Extreme Winds Cause Widespread Power Outages, Fuel New Wildfires

More than 12,600 residents have lost power in Northwest Montana

By Beacon Staff
A helicopter flies above a fire near Smith Valley on Oct. 17, 2017. Greg Lindstrom | Flathead Beacon

Updated: Oct. 17, 6 p.m.

Extreme winds whipped across Northwest Montana Tuesday afternoon, causing widespread power outages for more than 12,600 residents while simultaneously fanning several wildfires around the area.

The National Weather Service issued a wind advisory for the area, forecasting widespread wind speeds of 30 to 70 mph in higher elevations and possibly along the valley floor. Wind gusts hit 74 mph from Polebridge to Libby at 4 p.m., and approached 60 mph in Polson. Gusts exceeded 54 mph in Kalispell.

Wendy Ostrom Price, spokesperson for Flathead Electric Cooperative, said more than 12,600 members are impacted by more than 150 separate outages, including Whitefish, Columbia Falls and the West Valley area.

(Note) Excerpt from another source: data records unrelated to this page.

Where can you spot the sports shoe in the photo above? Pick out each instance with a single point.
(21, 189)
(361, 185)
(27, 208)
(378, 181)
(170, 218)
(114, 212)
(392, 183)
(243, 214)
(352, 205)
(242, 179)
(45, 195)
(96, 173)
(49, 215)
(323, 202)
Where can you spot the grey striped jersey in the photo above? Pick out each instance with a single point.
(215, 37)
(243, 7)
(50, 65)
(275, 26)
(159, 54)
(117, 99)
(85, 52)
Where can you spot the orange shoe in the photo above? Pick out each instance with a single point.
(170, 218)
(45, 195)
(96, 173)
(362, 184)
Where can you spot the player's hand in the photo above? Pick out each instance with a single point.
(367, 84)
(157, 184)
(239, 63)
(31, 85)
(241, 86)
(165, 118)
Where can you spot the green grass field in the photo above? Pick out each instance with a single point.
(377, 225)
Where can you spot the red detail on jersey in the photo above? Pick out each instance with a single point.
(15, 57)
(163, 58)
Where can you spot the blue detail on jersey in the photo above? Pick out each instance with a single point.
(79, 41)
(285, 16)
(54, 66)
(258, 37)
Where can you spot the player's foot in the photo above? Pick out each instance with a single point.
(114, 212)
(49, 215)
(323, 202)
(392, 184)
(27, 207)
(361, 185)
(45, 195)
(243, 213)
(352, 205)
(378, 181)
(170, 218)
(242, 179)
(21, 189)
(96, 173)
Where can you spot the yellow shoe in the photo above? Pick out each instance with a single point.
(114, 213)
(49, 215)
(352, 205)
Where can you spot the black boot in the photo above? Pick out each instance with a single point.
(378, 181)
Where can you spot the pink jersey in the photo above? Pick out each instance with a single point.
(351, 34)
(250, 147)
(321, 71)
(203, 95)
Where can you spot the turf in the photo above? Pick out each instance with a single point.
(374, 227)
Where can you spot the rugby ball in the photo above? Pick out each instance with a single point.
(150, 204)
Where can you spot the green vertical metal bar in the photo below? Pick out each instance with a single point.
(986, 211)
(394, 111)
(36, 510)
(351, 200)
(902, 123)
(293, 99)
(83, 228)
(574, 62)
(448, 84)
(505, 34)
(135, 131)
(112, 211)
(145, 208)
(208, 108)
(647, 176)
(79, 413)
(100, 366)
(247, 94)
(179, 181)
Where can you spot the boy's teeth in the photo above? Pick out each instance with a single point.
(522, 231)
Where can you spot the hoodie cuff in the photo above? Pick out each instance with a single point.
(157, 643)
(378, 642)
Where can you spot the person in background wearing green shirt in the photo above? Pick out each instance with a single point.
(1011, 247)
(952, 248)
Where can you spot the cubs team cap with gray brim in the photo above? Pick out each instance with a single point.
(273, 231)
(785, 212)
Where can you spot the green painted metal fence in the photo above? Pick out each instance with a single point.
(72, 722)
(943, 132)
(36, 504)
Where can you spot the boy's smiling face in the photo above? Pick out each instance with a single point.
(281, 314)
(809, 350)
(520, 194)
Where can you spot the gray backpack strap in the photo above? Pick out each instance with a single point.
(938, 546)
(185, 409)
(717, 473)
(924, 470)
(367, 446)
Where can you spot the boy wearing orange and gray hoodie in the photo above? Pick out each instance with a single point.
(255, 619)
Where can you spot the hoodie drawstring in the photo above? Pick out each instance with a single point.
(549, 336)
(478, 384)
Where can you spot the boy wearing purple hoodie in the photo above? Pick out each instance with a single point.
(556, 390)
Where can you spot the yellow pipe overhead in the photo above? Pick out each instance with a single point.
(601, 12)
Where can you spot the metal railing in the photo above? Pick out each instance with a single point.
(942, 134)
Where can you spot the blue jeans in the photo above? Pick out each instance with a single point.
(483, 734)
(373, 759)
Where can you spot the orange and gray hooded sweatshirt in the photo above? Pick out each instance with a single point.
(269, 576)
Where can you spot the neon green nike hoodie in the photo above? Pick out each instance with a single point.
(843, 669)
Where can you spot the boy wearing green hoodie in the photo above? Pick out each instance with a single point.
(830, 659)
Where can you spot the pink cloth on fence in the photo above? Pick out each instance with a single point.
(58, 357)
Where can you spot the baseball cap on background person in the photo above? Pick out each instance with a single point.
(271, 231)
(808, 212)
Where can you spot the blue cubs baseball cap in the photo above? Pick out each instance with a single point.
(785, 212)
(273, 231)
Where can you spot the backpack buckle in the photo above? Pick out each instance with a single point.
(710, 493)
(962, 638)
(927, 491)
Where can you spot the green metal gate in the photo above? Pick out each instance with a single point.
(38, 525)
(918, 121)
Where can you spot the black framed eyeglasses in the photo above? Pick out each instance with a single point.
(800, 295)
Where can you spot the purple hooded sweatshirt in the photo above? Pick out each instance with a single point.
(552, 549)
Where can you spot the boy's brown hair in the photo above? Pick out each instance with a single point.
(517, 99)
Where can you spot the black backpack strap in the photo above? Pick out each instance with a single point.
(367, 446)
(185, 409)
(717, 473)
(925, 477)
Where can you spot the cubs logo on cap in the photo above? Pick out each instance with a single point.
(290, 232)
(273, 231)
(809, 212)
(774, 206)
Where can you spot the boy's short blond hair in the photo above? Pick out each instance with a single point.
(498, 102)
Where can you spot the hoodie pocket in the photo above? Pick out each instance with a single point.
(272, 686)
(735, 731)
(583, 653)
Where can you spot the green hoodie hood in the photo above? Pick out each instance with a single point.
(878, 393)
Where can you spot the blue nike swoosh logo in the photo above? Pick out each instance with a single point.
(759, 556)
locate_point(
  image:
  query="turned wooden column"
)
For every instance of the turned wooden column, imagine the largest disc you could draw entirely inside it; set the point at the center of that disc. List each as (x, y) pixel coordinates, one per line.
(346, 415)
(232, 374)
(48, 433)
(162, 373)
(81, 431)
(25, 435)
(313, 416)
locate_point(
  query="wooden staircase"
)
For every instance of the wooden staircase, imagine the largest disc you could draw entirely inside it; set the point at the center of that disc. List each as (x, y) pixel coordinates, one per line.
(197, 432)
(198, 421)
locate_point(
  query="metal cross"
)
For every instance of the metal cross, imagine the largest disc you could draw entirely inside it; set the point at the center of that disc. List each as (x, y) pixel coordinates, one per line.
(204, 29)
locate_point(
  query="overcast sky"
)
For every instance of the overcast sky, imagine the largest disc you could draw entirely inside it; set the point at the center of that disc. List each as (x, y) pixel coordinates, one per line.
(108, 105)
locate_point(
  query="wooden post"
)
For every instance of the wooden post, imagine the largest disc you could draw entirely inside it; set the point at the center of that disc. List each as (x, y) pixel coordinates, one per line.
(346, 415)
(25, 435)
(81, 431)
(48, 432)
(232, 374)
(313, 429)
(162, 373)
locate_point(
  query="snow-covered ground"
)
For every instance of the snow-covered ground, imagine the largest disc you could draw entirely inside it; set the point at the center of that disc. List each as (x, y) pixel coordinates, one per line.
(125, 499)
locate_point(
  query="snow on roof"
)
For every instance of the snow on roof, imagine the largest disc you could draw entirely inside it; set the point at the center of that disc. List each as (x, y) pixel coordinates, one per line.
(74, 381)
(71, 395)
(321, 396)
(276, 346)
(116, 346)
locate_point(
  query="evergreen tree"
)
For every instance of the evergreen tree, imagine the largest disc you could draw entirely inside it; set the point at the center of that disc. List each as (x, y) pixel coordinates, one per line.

“It really is impacting members across our service territory,” she said. “The outages began just before 2 p.m. in Libby with strong southwest winds and they have just been spreading … It’s pretty spread out across our entire territory.”

FEC’s entire fleet of repair crews are hurrying to fix the outages, which were caused by trees falling on power lines.

“Our crews are working hard to restore power quickly and safely,” FEC said in an online post. “Please remember to stay safe — never touch or drive over a downed power line, but if you see one, report it to the Co-op right away.”

The NWS said heavy winds would continue blowing until 7 p.m. before decreasing into the night.

A tree split in Kalispell’s Depot Park during the extreme wind event. Greg Lindstrom | Flathead Beacon

According to Flathead County Fire Service Area Manager Lincoln Chute, firefighters are responding to at least 10 different fires across the county this afternoon. Chute said the fires were caused by a combination of downed power lines and slash piles fanned by the winds. No structures are threatened at this time.

The Deer Run Fire near Foy’s Lake had burned 40 acres by 5:30 p.m., according to Department of Natural Resources and Conservation spokesperson Ali Ulwelling. Multiple engines and a helicopter were responding to the fire.

The winds also fanned the 80-acre Lower Twin Fire that started on Monday on Weyerhaeuser and Flathead National Forest land near Marion. The cause of the fire is under investigation.